# Need to get new belts for Roper 826 snowblower



## Roper 826 (Dec 31, 2008)

Roper mocel 826 snow blower.
Ok, so I got the flat tire fixed, put on a new carb and the machine starts right up and runs well.

It appears that the snowblower is not throwing the snow very far. I suspect the auger belt has stretched over the years as its a mid 1980s machine.

The Sears pasrt website is not much help.

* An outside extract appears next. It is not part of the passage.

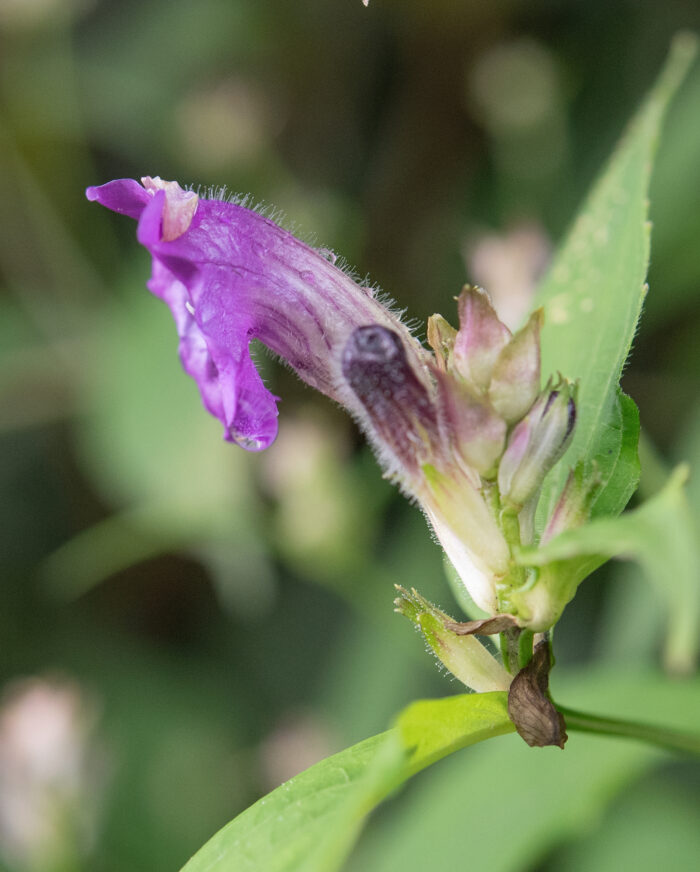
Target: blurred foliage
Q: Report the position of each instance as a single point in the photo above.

I could take the old belts to Sears parts and have them find a match for me

Can anyone help me find the part numbers for the drive and auger belts and where to buy them. I'm sure the belts are common among manufacturers.

Thanks.


----------



## 30yearTech (Sep 14, 2006)

There is likely a mfg model number on a plate somewhere that can lead to an illustrated parts manual and part numbers for your unit. If you can find the model and serial number, someone may be able to help you locate what you need. 

:thumbsup:


----------



## Semiretired48 (Oct 11, 2008)

Don't know where you are, but if you've got a Tractor Supply in the area, look there.They usually carry a good supply of belts.


----------



## bser (Jan 8, 2009)

Hey Roper 826,are you still with us. We can look up and find your belts but You have to give us a model # for your SB.


----------